Lecture 9: Statistical Tests V: ANCOVA, Complex Models & Simplification Flashcards
is anova parametric or nonparametric?
anova is a parametric statistical test
what assumptions are identical to those of ANOVA?
the assumptions in ANOVA and linear regression are identical
why not have many models with just one explanatory variable? (why ancova and just not many anova?)
(1) explanatory variables might influence each other
(2) multiple test on the same data sets should be avoided
ancova meaning:
analysis of covariance
what does ancova combine?
ancova combines elements of linear regression and anova
type of response and explanatory variable in ancova:
response variable in ANCOVA testing is continuous
explanatory variableS are both categorical and continuous
what is the ANCOVA process:
(1) number of factor levels (or categories) = number of linear regressions
(2) for each of those factor-levels (categories) we estimate the slope and intercept [similar to linear regression]
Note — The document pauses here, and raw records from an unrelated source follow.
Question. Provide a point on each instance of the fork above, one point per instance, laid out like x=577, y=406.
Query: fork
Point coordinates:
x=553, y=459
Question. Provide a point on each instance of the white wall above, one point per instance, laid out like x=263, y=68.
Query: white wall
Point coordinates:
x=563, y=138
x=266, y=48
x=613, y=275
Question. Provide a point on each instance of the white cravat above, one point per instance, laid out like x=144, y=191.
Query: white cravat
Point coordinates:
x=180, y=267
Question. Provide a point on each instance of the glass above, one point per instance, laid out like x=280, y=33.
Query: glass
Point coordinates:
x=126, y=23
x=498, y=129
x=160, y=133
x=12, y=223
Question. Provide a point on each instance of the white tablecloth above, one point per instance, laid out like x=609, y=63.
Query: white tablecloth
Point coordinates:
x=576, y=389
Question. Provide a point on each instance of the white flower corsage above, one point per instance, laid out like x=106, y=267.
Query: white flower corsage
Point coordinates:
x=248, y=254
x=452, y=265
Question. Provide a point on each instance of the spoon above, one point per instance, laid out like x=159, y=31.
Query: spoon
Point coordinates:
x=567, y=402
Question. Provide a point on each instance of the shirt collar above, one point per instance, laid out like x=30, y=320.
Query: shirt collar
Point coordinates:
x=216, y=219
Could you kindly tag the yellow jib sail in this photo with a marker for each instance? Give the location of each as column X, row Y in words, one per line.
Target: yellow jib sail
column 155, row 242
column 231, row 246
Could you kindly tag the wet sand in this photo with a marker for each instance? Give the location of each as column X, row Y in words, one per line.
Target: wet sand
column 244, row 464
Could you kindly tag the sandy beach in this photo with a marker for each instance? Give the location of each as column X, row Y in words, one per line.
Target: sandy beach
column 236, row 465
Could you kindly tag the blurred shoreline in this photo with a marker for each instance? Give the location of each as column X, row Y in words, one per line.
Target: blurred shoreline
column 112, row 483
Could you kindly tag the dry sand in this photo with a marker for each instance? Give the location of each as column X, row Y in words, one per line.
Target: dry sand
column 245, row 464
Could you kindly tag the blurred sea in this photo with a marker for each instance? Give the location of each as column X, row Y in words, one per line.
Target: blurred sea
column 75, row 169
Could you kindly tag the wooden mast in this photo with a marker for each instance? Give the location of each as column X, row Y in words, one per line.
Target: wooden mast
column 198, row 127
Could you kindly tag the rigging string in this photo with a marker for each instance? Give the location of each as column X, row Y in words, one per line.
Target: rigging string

(3) model simplification (using the principle of parsimony - simpler is better)
principle of parsimony in statistical terms:
- should be simplified until minimally adequate with as few parameters as possible
first line for model simplification command in R when you have interactive affects between groups (2 slopes, 2 intercepts):
asterics between explanatory varibales shows there is an interaction between them also the individual effects of age and sex
(1) > m1<-aov(y-variable ~ explanatory-variable-1 * explanatory-varibale-2)
you could instead write the below line of code with (:) and (+) instead of an asterisks however for now the asterisks will cover it in less amount of code
first line for model simplification command in R when you have additive affects between groups (1 slope [parallel], 2 intercepts):
m2<-aov(response-variable ~ explanatory-1 + explanatory-2)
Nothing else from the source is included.